While most people will tell you a ribeye is the most tender, I (Thomas) actually am a striploin guy myself. What’s more important that the cut is the marbling and handling of the meat. The most important secret of grilling a great steak is buying quality meat. No amount of deft seasoning, boutique BBQ sauce, fancy BBQ or precise technique is going to elevate your “buy two, get one free” AA striploin past its grading. When it comes to steak, you get what you pay for. Fat is flavour, which is why we always look to fill our counter with Prime Grade beef, the most marbled around. Another consideration is the thickness of your meat, An ideal steak has a charred crust and a tender pink inside. A thin cut will overcook before you get that perfect outside.


Good meat demands only sea salt and freshly cracked black pepper. At the very most, feel free to use a Montreal Steak Spice (we like Schwartz), but you don’t need anything else. Absolutely never marinate a beautiful steak. You want to taste the beef, not the seasoning.


Forty minutes before you want to cook your steak, take it out of the packaging and season it liberally with sea salt. Leave it outside. The salt will dry the surface for your meat which will produce an excellent sear, giving it that desirable charred crust. Leaving it outside the fridge to come to room temperature will make sure the center of your meat is sufficiently cooked before the outside is overcooked.

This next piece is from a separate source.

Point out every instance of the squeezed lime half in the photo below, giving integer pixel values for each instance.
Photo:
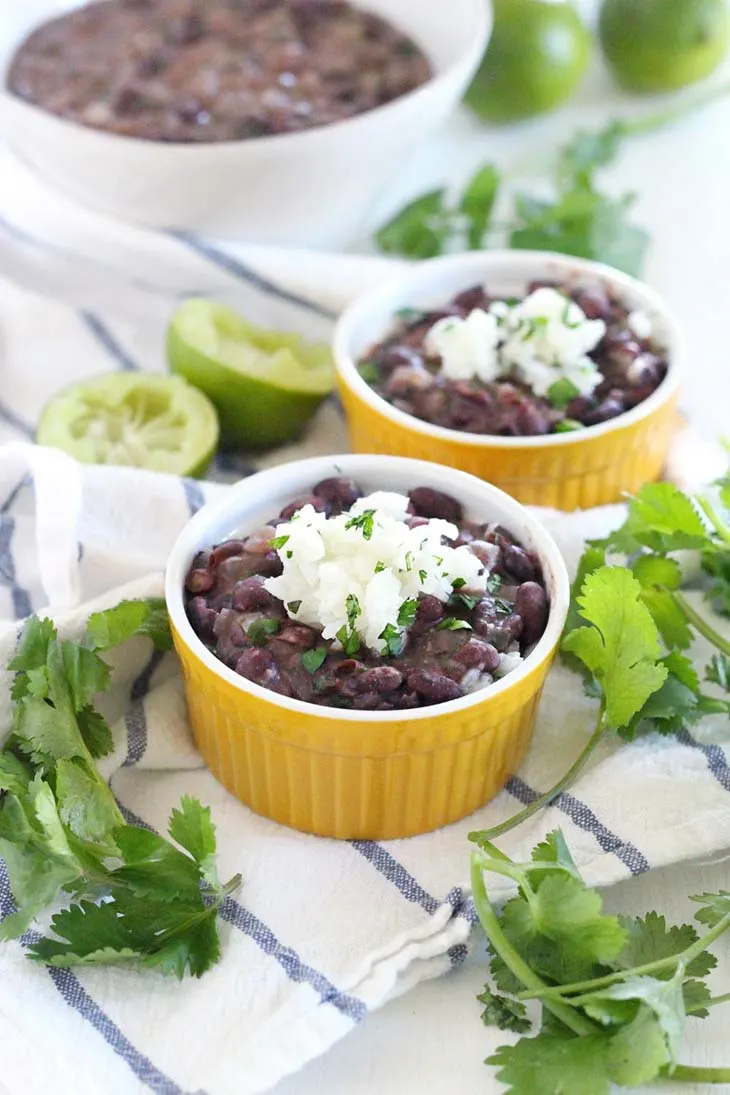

The whole myth that a sear is to ‘lock in the juices’ is bad science. We sear for colour, flavour and texture. Get your grill piping hot before you put your steak on. I flip my steaks about every minute or so, maybe two or three times to ensure it cooks evenly, taking it off as soon as it has a charred, caramelized exterior. I then move it off the direct heat and close the lid, essentially roasting the meat until it’s to the desired doneness. When’s it done? Please, please, PLEASE do not cut into your steak to check if it’s done! I cannot stress this enough! You can tell how done it is by poking it but eliminate the guesswork and invest in a proper meat probe. If you’re already investing in a beautiful piece of premium beef, it’s a small investment to make which lets you deliver a restaurant-quality dish every time.You’ll never have to eat dry steak again. Take it off at 140F for a gorgeous medium-rare.


Now the waiting. If you cut into your steak now it’s going to lose all its delicious juices. Give it 10 minutes. This gives you time to dress your salad, set your table, and allow you to let a glass of full-bodied red wine to breathe; you’ve earned it!